Enterprise Tech 3.0 is About Long-term Return on IT Assets
Despite the tremendous amount of innovation that has taken place in enterprises over the past 15 years, Krishnamurthy points out that many foundational elements of business and technology have remained tenaciously static.
"For instance, the organizational structures of companies – including IT departments – have not fundamentally changed since the late 80s. They remain largely hierarchical and have contributed to decades of silo creation and fragmentation that has hampered efforts to create agile and responsive enterprises that should operate in increasingly dynamic and constantly disrupted business environments," he says.
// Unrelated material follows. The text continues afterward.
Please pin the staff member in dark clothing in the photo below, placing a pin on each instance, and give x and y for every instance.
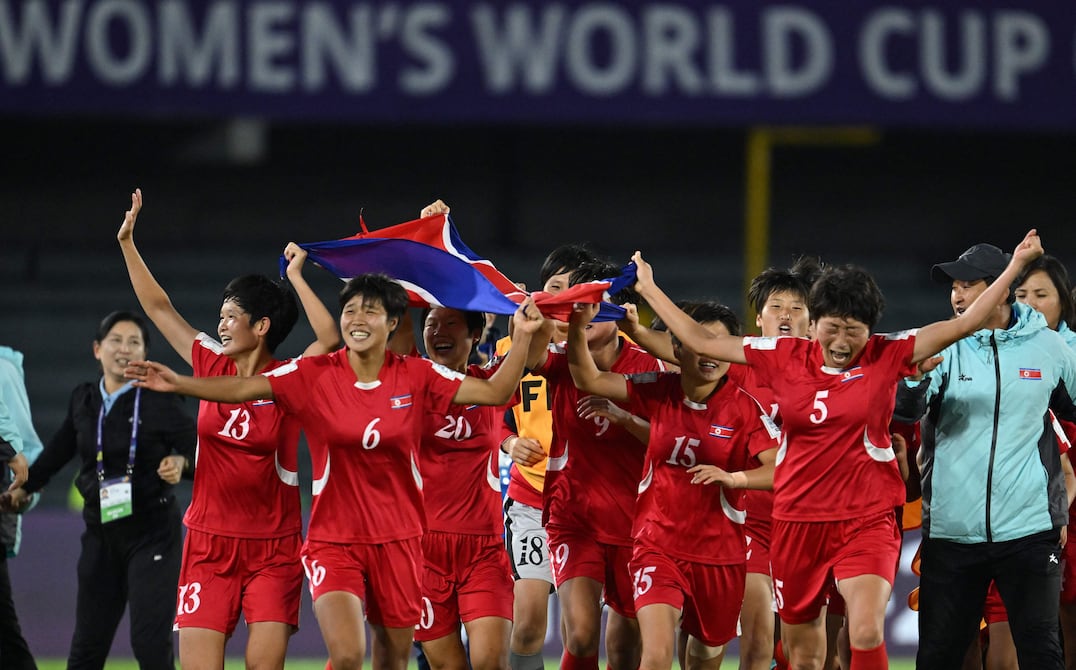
(132, 445)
It is a situation that has relegated a significant portion of IT time and energy to be focused on simply connecting the dots between the discrete performance of specific enterprise infrastructure elements.
"You end up with a situation in which 70 percent of IT activities simply maintain operations, with 20 percent of efforts focused on advancing the modernization of existing applications,” says Morgan. “At most, only 10 percent of resources remain available to address the innovation and transformation agenda. We should figure out how to start flipping that equation," he says.
Changing Executive and Boardroom Perspectives
Addressing this challenge would require a fundamental shift in how C-level executives and boardrooms view the relationship between IT, innovation and strategic transformation.
"We should rethink the role of enterprise technology from being a set of tools that accomplish discrete outcomes – creating effectiveness or generating new revenue streams – to understanding the technology estate as a portfolio of assets that should perform over the long-term while addressing the dynamics of the day," explains Krishnamurthy.
"Organizations that take an asset management-based approach place themselves in a position to see IT investment through a strategic profit and loss (P&L) lens. They can better understand their portfolio and determine how to invest by asking: How can I generate a return on assets? Should I put more into the assets? Should I sweat the assets?" he says.
It is a mindset change that requires a holistic executive consensus because it fundamentally alters the value proposition and expectations that are often set, monitored and measured for enterprise technology. However, executed properly, it can help provide an accountable perspective on organizational investments in innovation.
"Innovation now becomes something that the organization can assign sustainable value to," says Morgan. "By becoming part of an enterprise investment portfolio, we can move beyond discussions about the cost of running IT – which is still an important conversation. But on top of it, we can perform asset-based valuations based on how innovation contributes to the bottom line of organizations over time," he concludes.